The Hall Lab is focused on building computational tools to elucidate the complex genetic and environmental underpinnings of human traits. We integrate genetic (genotype, sequence, structural variation) and exposure (derived from surveys and metabolomics methods) big data to predict disease status. The ultimate goals of this work are to 1) enrich our understanding of the complex mechanisms that lead to common disease and 2) provide methods to identify those most at risk of developing disease (based on their genetic and exposure backgrounds) in a clinical setting.
Environment and GxE
Knowledge of the impact of exposures on health can reveal individual or combinations of exposures that confer risk. Further, elucidating the nature of GxE interactions will help to determine the impact of alterations in biological pathways that are only predictive of disease under specific environmental conditions. Ultimately, our goal is to build on existing knowledge about genetic and environmental complexity in order to guide environmental policies to protect vulnerable populations.
Gene products do not function in isolation in biology; rather, they interact with one another physically within pathways. Embracing complexity by exploring GxG interactions, or epistasis, is likely to explain much of the missing heritability because traits arise from the vastly dynamic and interconnected systems in biology. A goal of our lab is to best model this complexity with the most appropriate genetic encoding methods for identifying true GxG.

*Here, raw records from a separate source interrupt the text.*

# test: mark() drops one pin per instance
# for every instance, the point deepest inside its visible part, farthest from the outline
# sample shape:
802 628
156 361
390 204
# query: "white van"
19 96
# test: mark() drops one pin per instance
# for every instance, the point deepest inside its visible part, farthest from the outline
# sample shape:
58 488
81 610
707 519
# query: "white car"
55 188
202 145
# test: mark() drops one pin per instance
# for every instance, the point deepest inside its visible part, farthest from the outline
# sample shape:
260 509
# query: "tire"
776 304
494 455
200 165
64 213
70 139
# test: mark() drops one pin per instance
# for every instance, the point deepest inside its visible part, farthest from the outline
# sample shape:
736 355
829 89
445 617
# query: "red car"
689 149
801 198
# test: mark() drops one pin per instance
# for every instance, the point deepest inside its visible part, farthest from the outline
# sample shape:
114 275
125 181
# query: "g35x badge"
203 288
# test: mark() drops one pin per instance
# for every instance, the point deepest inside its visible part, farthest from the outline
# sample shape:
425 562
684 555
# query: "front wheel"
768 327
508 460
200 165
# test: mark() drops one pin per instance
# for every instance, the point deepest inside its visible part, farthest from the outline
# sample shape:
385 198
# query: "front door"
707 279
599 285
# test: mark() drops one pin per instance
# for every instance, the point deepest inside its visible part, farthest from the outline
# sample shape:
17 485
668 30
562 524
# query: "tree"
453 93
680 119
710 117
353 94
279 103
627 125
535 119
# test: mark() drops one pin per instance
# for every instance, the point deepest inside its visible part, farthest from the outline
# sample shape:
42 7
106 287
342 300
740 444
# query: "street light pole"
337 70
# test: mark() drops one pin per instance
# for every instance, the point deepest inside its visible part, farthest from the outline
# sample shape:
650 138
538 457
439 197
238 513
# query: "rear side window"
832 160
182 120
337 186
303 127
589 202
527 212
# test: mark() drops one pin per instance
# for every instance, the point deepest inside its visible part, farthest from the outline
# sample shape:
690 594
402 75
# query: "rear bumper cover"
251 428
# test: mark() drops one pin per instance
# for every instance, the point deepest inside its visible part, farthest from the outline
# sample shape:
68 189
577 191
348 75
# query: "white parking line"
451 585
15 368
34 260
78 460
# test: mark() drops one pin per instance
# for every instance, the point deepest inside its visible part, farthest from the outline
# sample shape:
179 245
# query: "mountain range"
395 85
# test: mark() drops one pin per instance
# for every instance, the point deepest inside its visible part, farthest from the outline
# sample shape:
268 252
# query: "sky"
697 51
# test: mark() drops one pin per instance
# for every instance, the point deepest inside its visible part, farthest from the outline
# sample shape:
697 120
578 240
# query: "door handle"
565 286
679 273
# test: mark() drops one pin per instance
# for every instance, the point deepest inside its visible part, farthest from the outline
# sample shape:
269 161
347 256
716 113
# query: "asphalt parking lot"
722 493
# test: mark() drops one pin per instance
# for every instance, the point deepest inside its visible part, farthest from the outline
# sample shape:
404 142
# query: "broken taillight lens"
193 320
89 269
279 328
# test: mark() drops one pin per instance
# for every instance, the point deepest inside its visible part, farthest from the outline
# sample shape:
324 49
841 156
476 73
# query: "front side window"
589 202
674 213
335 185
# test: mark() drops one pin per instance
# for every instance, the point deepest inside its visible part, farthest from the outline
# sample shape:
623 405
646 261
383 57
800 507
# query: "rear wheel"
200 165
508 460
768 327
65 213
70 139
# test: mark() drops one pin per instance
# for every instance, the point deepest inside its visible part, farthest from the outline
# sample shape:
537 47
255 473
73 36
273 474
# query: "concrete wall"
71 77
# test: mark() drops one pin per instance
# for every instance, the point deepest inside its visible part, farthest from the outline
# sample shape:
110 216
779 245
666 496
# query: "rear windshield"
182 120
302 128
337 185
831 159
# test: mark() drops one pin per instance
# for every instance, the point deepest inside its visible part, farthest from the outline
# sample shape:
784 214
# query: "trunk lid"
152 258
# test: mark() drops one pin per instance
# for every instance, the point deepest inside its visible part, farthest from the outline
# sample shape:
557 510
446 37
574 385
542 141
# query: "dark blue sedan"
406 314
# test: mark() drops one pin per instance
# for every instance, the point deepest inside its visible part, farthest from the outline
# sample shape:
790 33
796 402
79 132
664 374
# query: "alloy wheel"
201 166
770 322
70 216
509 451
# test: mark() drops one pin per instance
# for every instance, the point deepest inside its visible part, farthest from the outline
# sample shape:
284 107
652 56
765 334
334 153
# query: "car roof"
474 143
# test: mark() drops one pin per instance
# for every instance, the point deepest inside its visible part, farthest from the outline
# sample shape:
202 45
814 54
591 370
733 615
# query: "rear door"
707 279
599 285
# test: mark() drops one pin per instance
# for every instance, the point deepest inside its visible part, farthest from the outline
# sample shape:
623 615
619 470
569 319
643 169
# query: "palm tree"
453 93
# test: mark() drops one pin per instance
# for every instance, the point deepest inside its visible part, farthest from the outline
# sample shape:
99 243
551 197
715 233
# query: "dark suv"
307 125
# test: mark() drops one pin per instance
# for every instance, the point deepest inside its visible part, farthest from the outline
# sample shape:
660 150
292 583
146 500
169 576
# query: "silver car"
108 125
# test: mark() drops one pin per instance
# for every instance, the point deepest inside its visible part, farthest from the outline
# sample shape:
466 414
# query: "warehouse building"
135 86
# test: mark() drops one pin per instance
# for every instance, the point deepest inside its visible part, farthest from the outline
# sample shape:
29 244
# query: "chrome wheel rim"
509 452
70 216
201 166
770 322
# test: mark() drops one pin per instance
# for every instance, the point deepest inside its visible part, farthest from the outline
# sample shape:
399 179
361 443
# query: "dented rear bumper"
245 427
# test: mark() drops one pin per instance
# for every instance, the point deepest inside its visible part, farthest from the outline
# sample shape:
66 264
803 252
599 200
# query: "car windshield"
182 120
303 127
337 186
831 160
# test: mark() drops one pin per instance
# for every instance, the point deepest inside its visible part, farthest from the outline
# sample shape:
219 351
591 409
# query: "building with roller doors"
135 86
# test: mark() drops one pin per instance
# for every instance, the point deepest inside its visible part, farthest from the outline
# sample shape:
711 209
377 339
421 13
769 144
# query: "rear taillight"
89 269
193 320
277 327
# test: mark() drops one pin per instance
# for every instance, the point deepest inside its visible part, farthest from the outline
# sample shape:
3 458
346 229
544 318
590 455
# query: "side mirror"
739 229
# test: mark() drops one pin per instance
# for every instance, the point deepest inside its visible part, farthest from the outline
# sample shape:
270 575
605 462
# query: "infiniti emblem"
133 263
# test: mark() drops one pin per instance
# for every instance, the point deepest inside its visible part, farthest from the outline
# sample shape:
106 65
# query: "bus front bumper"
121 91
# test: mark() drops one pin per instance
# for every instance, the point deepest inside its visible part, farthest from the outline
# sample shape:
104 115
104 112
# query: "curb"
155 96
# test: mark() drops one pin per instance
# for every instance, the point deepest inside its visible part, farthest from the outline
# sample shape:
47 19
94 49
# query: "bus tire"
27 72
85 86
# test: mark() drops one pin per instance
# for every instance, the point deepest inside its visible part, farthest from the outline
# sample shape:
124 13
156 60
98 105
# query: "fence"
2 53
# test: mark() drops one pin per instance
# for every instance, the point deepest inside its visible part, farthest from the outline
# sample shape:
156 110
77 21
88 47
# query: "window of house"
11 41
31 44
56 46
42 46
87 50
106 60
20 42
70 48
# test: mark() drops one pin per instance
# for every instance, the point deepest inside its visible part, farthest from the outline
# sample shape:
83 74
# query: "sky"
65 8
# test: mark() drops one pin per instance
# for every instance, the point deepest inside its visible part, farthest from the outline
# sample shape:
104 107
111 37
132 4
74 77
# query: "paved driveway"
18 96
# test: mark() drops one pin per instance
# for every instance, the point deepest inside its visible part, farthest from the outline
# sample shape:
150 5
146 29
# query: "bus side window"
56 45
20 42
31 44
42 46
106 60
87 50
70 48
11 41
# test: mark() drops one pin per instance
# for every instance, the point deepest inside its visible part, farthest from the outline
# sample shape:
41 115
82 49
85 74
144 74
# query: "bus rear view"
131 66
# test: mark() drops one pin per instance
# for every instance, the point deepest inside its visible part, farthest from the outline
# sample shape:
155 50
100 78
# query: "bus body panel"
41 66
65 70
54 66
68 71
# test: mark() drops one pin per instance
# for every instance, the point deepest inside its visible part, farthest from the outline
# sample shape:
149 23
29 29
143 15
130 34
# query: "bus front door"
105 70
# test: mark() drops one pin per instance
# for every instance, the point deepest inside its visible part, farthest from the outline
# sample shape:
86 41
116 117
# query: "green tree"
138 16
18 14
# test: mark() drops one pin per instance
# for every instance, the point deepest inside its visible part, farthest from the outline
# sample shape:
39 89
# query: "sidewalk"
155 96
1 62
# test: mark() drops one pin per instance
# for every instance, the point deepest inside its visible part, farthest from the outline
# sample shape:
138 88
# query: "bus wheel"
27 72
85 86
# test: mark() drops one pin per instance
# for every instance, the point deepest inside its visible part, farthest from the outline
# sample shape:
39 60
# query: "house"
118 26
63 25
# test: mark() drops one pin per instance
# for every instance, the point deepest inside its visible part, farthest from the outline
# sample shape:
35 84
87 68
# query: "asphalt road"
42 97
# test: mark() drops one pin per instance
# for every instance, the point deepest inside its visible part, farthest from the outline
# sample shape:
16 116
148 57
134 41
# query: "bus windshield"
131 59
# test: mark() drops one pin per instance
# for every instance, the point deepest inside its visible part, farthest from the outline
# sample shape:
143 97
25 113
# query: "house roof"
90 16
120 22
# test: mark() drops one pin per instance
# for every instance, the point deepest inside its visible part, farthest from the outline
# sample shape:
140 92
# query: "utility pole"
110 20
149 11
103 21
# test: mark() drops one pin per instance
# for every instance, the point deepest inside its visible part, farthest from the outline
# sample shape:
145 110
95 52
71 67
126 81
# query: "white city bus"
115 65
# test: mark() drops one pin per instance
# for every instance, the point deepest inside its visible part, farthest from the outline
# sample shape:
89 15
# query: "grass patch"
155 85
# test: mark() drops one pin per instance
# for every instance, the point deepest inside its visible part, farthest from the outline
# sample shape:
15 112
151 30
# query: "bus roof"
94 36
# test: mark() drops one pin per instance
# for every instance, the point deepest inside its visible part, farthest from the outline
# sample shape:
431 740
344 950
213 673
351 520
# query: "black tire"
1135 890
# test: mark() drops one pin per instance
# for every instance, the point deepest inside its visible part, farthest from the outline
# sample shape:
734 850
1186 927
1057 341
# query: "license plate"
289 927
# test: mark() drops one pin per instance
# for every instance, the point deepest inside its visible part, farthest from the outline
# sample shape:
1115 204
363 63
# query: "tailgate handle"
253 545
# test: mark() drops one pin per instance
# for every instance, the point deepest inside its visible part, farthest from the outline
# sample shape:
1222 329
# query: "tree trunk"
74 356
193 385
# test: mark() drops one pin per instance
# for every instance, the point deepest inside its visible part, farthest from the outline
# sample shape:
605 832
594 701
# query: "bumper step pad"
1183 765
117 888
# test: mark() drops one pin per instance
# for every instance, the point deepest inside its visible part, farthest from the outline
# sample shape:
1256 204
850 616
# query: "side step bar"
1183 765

Current results from the GWAS Catalog reveal numerous loci associated with more than one phenotype class. However, these results were compiled from many different datasets. Phenome-wide association studies (PheWAS) offer a complementary approach to GWAS and the means to unveil existing interrelationships across traits and identify genetic variants exhibiting cross-phenotype associations. This approach involves simultaneous assessment of association between genetic variants and a diverse set of phenotypes.